Come si concilia il gas (energia fossile) con l’ambizioso impegno di abbattimento di emissioni che Biden ha indicato? Con il ricorso all’energia nucleare free-carbon. Gli Usa, anzi, con le nuove tecnologie di reattori nucleari piccoli e a sicurezza intrinseca, rilanciano la sfida competitiva sul nucleare che stanno perdendo con Russia e Cina. I nuovi reattori, per gli Usa, possono rappresentare, per tanti motivi (facilità di costruzione, enorme output di energia elettrica pulita non intermittente, capacità di integrare e completare le reti rinnovabili, enorme contributo nella produzione a costi accessibili di idrogeno “verde”) la via alla “decarbonizzazione” dei paesi poveri in via di sviluppo: la vera croce, attualmente, della politica antiemissiva; i poveri del mondo non intendono rinunciare allo sviluppo in nome delle emissioni di CO2.
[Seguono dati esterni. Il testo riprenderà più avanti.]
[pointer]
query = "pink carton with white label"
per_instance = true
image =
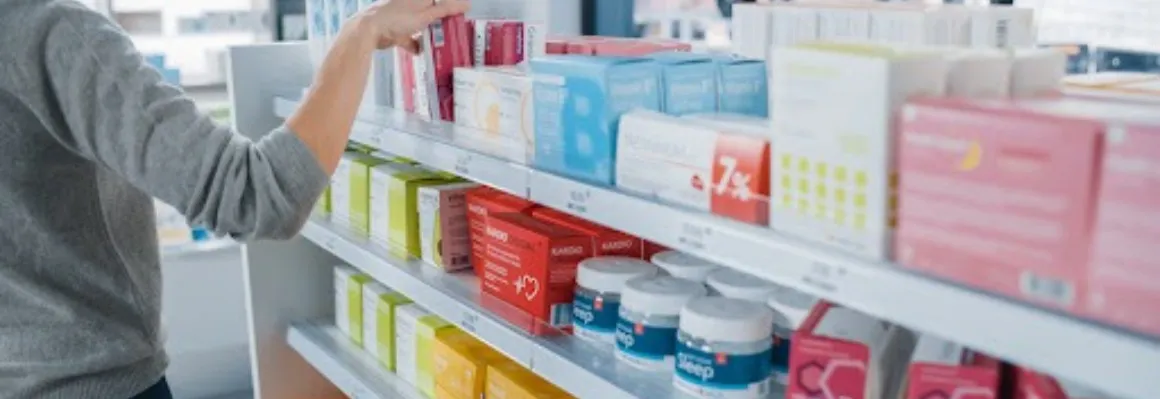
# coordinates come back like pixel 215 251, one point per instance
pixel 1053 201
pixel 840 353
Rispetto alla visione americana del Green Deal, ambiziosa e ragionevole, l’Europa è divisa e confusa: ambisce a presentarsi come il capofila della decarbonizzazione, ma balbetta su gas e nucleare. Senza i quali le emissioni non si abbattono e si abbattono, invece, crescita e sviluppo. La sinistra europea, che fa dell’escatologia della sostenibilità ecologica il suo nuovo credo millenarista, farebbe bene ad assumere, invece, la visione dei democratici Usa. E le bellissime parole di Biden pronunciate durante la Giornata della Terra: “Quando la gente si preoccupa del clima, io penso ai posti di lavoro”. Credo sia lo slogan più di sinistra che si possa pronunciare sulla transizione ecologica.